To speed up your weight loss efforts, try eliminating one glass of wine or beer a day. That could save you a whopping 10,000 calories over thirty days—which adds up to nearly three pounds at the end of a month.
Benefit #3: You’ll Boost Your Energy
For extra pep, coffee’s good—but cutting out alcohol might be even better.
In the Dry January study, 67 percent of participants reported having more energy, and 57 percent reported improved concentration.
Some of that could be related to better sleep—when you’re well rested, you’re likely to have more get-up-and-go the next day, says Dr. Macmillan.
Another explanation, says de Visser, is that giving up alcohol lifts your self-esteem. He was struck by the number of participants—more than 90 percent—who said they had more faith in what they could accomplish when February 1 rolled around.
Benefit #4: You’ll Improve Your Mood
If you’re vulnerable to depression or anxiety, alcohol can stoke the fire, says Dr. Macmillan.
“Alcohol simply doesn’t mix well with psychological conditions,” she explains. “Even though people may at first think it helps their mood, ultimately it depresses the nervous system and won’t lead to improvement in depression.”
It could even make depression worse. One of the reasons: Moderate alcohol consumption drains your body’s supply of B vitamins, which are essential for brain health and can offer protection against depression.
Benefit #5: You’ll Look Younger
A month without alcohol can do wonders for your skin. After all, when you drink, your liver has to work harder to detoxify your blood of alcohol.

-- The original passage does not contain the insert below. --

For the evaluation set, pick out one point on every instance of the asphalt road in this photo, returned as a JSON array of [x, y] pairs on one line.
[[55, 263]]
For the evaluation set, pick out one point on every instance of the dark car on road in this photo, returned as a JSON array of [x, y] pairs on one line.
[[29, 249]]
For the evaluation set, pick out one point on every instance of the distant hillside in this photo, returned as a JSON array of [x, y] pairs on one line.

To try to keep up, the liver signals your kidneys to urinate more, which leads to dehydration. That makes your skin cells lose their plumpness. It can also make the blood vessels in your skin dilate, giving your skin a red, flushed appearance.

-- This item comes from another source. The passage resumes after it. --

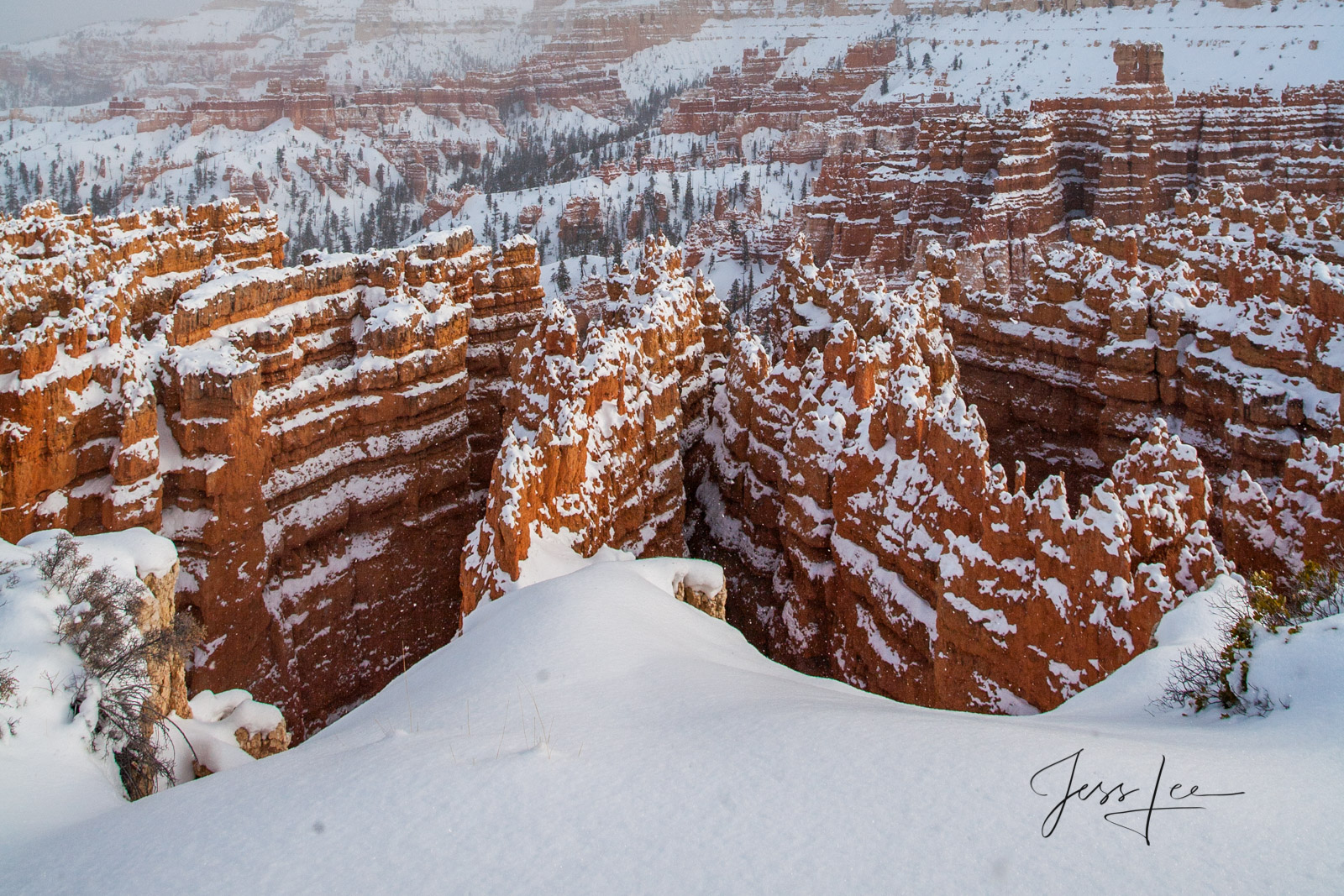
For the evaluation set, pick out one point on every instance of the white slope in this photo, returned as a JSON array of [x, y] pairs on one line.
[[591, 734]]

The result: You can end up with skin disorders like rosacea and psoriasis, according to a recent study at Brown University.
Drinking extra water is a good idea, but stopping drinking is even better: 54 percent of the Dry January participants reported that their skin had improved.
Benefit #6: You’ll Have More Fun
Lots of people think of alcohol as a social lubricant that makes it easier to hang out with friends. But they often learn—to their surprise—that they can do without it.
“Drinking is so commonplace in modern culture,” says de Visser, “that people have few opportunities to socialize without alcohol. So giving it up for a month gives them an opportunity—and a good excuse—try it.
“By the end of the month,” he continues, “they realize that they don’t always need to drink in order to have fun.”
Benefit #7: You’ll Save Money
You do the math. Many of the Dry January participants reported drinking a bottle of wine a day before beginning the challenge.
At $10 a pop, that could run you more than $300 by the end of a month. That’s probably why so many people—88 percent of participants—reported saving money during their month of sobriety.